The assessment tool, which automatically measures and analyzes repetitive tasks based solely on video recordings, could help companies predict and alleviate the risk of injuries such as carpal tunnel syndrome or tendonitis.
Radwin and his collaborators published details of the system online recently in the journal Human Factors.
Their new method simply relies on a computer to analyze videos of the workers’ hand movements. “We can do these analyses for a very low cost, which should be really valuable for companies,” Radwin says.
In their study, Radwin and his colleagues found that automated video analysis closely tracked manual observations of workers’ motion cycles, particularly at higher levels of activity. The group, which in November received $800,000 from the National Institute for Occupational Safety and Health and the National Institutes of Health, now is refining and testing the tool—initially, on carpal tunnel syndrome.

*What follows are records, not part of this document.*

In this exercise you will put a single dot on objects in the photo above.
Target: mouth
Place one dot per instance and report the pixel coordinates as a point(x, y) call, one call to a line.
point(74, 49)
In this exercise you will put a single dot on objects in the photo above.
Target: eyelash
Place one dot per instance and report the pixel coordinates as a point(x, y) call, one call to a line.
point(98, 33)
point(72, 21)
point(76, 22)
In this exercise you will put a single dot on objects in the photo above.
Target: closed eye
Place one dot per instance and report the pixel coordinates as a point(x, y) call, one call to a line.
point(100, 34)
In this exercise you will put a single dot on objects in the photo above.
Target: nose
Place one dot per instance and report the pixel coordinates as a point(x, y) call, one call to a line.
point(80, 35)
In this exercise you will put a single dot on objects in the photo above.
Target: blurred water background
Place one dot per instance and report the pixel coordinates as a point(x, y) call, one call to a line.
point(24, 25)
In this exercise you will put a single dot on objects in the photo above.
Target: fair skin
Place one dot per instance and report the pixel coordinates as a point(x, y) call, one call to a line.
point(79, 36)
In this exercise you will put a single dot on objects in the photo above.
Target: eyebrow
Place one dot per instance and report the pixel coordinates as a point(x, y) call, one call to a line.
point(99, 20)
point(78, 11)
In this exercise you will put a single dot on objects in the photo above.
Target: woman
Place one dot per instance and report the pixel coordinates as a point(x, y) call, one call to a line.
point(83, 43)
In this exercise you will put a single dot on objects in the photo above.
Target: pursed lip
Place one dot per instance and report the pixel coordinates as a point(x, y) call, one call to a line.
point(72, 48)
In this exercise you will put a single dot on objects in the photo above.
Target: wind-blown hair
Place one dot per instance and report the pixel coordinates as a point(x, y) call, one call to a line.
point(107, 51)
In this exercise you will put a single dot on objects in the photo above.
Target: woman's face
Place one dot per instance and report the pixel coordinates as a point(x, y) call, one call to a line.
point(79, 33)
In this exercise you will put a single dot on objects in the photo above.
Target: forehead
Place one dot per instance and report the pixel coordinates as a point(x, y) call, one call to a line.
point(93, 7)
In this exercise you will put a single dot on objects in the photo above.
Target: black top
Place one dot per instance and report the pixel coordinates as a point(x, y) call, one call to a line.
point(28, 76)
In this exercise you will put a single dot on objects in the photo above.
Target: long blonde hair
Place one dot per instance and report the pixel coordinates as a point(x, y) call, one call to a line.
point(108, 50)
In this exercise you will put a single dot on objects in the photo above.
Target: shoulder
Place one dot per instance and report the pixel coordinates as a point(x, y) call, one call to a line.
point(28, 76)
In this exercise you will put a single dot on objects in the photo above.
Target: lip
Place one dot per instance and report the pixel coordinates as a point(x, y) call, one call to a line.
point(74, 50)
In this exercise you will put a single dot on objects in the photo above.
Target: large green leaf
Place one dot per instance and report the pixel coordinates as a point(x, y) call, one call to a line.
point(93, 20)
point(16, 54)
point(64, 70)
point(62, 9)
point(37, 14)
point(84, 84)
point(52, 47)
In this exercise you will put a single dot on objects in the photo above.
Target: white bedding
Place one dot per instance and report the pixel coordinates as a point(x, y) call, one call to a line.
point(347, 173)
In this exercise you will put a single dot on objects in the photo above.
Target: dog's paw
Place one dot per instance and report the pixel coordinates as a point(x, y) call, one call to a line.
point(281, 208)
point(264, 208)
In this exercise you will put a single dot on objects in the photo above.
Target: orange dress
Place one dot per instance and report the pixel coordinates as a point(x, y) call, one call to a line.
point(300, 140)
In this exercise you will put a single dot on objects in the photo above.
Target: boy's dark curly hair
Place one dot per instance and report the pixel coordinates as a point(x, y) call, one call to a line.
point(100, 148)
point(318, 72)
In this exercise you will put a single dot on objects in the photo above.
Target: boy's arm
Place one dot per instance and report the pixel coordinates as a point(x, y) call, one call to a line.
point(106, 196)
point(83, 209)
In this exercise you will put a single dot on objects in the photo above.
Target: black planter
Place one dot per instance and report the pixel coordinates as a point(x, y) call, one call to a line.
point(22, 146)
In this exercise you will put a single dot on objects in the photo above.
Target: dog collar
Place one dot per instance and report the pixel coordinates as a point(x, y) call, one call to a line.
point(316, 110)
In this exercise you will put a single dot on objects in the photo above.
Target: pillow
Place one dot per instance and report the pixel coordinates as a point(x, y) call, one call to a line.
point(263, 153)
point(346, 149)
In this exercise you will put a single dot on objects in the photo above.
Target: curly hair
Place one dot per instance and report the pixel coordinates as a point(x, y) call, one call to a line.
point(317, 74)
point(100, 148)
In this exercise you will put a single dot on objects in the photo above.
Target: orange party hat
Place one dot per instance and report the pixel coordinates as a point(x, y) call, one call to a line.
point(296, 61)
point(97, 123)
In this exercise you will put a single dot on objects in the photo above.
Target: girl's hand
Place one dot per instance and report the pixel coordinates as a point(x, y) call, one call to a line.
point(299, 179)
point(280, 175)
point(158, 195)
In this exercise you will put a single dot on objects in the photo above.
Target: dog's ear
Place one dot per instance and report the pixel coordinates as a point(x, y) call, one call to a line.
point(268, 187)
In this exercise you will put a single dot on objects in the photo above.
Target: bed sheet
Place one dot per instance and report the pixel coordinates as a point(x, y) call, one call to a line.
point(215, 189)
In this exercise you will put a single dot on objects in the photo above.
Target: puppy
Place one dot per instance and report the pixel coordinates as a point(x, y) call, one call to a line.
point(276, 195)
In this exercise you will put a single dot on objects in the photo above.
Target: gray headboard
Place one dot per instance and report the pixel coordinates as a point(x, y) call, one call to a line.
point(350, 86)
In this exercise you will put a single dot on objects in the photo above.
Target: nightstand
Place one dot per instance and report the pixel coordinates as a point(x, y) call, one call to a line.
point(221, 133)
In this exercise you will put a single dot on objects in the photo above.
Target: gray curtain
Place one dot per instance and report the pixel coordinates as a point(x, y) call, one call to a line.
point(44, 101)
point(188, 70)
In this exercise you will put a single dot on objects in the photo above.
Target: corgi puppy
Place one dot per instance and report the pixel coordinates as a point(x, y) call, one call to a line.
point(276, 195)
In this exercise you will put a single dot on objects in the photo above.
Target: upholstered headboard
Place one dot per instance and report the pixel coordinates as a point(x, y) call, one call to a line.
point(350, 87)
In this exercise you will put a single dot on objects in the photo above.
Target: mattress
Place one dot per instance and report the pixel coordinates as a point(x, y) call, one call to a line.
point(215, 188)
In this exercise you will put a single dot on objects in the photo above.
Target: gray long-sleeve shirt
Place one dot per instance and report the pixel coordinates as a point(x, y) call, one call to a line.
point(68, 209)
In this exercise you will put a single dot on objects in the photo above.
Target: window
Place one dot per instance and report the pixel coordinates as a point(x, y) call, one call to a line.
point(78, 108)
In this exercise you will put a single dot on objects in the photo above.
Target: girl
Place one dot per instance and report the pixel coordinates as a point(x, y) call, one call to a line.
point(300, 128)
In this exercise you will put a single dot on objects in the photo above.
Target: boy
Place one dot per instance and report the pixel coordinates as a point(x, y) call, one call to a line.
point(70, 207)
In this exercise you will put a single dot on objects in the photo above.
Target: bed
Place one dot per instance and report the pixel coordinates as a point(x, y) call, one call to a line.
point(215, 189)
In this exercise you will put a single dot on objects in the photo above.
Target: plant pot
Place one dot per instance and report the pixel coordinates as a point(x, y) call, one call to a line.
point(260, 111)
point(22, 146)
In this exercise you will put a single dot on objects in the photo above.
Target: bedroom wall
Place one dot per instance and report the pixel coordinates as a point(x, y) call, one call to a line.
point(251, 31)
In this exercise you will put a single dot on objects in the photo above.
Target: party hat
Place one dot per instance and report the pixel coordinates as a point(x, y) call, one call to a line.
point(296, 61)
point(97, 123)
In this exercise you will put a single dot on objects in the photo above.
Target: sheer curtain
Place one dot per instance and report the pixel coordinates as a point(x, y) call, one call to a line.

In the future, the tool could incorporate algorithms that enable companies to analyze video in real time. “One of our visions is to take an iPhone or camera-enabled hand-held device, hold it up, punch a few things on the screen, and then it works like a sound level meter to tell you the risk of the activity,” says Radwin, who is commercializing the tool through his spin-off company, KineVid.
His collaborators include Yu Hen Hu, a professor of electrical and computer engineering and computer sciences; Mary Lindstrom, a professor of biostatistics; Darryl Thelen, an associate professor of mechanical engineering, Thomas Yen, a biomedical engineering instructor, and Eric Chen, an electrical and computer engineering graduate student.